Although the statistics put Pakistan and India in very close affinity when it comes to literacy rates, Pakistani students do not have the opportunity to attend top-notch colleges/ universities
Democracy in India has provided opportunities to some who were neither generals nor feudal lords, and these middle class and lower-middle class public servants had the foresight to nurture the few higher institutes of learning.
Religious extremism has destroyed whatever institutions Pakistan had pre-Zia-ul-Haq. And, things have gotten even worse with Talibanization – a large population not willing (or afraid) to send its women to go to schools. I know it sounds cliché but it is absolutely true: when you teach a woman you teach a village.
What Pakistan Can Learn From Indian Education
Paulo Freire, a Brazilian philosopher of education, contended that given the history of European imperialism, an emancipatory education of the oppressed involves a dismantling of colonial structures and ideologies.
Independence of nation states, such as Pakistan and India, from the clutches of colonial master was not the end of the colonial culture that supported foreign, non-representative, and repressive rule of colonial power.
Independence from colonial rule was only the beginning of the process of nation building and decolonization. Pakistan, after independence, failed to establish representative and participatory governance and became a non-representative and repressive government. The dictatorial regimes in Pakistan banked on the pre-existing colonial culture and political support of colonial masters to maintain their autocratic rules.
Colonial culture is built and maintained on master-slave relationship between the ruler and the subjects.

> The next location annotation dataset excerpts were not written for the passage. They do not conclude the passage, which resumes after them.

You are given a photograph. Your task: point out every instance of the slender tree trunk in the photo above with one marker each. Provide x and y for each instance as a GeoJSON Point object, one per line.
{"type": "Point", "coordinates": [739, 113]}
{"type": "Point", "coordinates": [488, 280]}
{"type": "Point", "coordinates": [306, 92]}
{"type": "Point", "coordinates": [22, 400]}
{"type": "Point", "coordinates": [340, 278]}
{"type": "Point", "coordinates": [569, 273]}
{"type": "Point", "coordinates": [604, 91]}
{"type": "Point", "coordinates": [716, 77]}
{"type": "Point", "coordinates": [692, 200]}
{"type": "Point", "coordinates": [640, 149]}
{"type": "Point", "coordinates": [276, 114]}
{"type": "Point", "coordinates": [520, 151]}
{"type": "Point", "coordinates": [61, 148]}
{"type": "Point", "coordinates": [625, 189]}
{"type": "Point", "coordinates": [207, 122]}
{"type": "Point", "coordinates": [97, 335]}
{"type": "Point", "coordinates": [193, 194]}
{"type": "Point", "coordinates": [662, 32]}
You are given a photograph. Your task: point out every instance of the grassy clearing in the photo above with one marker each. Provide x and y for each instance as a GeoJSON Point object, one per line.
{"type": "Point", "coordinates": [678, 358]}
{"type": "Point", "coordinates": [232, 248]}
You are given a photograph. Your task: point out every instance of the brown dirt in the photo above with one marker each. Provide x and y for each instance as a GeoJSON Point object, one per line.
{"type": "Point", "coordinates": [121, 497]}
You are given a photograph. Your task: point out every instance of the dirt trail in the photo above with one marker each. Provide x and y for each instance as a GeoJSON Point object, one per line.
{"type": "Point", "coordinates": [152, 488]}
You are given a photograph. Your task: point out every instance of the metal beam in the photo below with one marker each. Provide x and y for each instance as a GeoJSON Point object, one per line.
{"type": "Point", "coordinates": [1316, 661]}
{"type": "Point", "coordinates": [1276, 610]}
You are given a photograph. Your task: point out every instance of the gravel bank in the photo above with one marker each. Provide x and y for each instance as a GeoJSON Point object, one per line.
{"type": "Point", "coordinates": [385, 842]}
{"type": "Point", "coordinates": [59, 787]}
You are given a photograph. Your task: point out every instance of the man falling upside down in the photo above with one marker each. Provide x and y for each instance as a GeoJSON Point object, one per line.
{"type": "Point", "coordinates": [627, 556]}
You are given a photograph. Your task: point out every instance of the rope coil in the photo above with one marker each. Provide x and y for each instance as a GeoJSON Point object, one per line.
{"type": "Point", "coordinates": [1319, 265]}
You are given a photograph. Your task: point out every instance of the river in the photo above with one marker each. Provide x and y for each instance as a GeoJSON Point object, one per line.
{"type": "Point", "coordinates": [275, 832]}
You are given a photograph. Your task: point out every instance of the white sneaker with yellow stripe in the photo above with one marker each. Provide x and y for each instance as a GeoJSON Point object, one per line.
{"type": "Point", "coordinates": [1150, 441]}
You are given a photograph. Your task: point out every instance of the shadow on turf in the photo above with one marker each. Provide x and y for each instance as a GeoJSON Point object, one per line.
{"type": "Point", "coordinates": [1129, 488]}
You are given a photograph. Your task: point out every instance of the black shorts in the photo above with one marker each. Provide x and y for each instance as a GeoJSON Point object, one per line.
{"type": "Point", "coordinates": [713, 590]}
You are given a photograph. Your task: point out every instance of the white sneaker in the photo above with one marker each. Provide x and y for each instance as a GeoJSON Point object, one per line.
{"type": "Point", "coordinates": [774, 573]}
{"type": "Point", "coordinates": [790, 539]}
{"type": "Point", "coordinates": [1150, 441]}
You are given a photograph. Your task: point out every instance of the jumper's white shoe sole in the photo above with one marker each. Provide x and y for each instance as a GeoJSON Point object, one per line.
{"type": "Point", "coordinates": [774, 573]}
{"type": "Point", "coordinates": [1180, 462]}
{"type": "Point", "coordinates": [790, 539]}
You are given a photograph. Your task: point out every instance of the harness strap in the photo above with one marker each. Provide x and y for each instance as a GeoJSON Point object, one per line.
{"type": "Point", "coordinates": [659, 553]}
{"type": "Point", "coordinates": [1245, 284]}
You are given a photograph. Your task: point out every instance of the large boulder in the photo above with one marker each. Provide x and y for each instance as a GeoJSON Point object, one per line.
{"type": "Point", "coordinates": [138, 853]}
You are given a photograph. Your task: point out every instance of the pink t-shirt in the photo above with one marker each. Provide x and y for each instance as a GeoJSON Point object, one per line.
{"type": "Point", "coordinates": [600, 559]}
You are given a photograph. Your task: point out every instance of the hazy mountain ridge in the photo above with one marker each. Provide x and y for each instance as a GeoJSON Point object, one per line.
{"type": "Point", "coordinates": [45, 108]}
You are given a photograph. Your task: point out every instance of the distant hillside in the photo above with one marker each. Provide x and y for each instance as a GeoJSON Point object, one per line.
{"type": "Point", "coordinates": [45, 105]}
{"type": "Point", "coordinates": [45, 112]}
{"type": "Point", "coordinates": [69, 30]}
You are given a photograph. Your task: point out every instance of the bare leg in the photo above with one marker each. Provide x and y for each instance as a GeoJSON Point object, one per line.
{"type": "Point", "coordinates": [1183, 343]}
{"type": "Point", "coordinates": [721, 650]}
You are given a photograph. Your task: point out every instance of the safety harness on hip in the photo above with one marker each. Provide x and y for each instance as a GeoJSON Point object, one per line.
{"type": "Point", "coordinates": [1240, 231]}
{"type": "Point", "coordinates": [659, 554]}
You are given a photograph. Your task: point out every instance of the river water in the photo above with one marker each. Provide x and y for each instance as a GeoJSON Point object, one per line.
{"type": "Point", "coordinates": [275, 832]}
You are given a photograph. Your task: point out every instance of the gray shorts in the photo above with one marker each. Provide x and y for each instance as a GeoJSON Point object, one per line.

The dictatorial regime survives as long as this relationship of ordering and obeying is practiced. Master uses coercion as a tool to discipline the slaves. A slave must obey or gets whipped, this has been the law since time immemorial and it still prevails in Pakistan.
Frantz Fanon in his book “The Wretched of the Earth” demands anti-colonial and modern education for native populations. Humanistic society alone can truly be an anti-colonial society.
One can arrive at the conclusion that democracy is what Pakistan should learn from India’s somewhat success in education.